Le recourant a donc conduit un véhicule avec un taux

d’alcoolémie de 1,69 gr. ‰ trois semaines seulement après avoir commis une

ivresse au volant avec taux d’alcoolémie de 1,84 gr. ‰, de sorte qu’il remplit

les conditions dans lesquelles la jurisprudence admet d’emblée l’existence d’un

soupçon d’alcoolisme justifiant un réexamen de l’aptitude à conduire. Il y a

donc bien lieu de confirmer la mise en œuvre de l’expertise auprès de l’UMTR.
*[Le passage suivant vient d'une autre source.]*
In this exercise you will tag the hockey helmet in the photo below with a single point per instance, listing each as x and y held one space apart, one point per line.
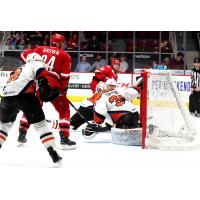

Selon la jurisprudence constante du Tribunal administratif, force est par

ailleurs de constater que les sérieux doutes qui pèsent sur l’aptitude à

conduire du recourant justifient également le prononcé d’un retrait préventif

de son permis de conduire jusqu’à ce qu’ils soient levés. Si ces doutes sont

levés, le recourant devra faire l’objet d’un retrait de permis à titre

d’admonestation sanctionnant l’infraction commise (d’une durée de douze mois au

moins en application de l’art. 16c al. 2 lit. c LCR). Si ces doutes sont

confirmés, le recourant devra faire l’objet d’un retrait de sécurité d’une

durée indéterminée.

La décision attaquée doit ainsi être confirmée et le

recours rejeté aux frais du recourant. Compte tenu du caractère sommaire de la

présente procédure, seul un émolument réduit sera mis à la charge du recourant

qui n’a pas droit à des dépens.

Par ces motifs

le Tribunal administratif

arrête:

I.

Le recours est rejeté.

II.

La décision du Service des automobiles du 14 septembre

2005 est confirmée.

III.

Un émolument de trois cents francs est mis à la charge du

recourant.

Lausanne, le 17 novembre 2005

Le président: La

greffière:

Le présent arrêt est communiqué aux destinataires de

l'avis d'envoi ci-joint.

Le présent arrêt peut faire l'objet, dans les dix jours

dès sa notification, d'un recours de droit administratif au Tribunal fédéral.

Le recours s'exerce conformément aux art. 103 ss de la loi fédérale

d'organisation judiciaire (RS 173.110).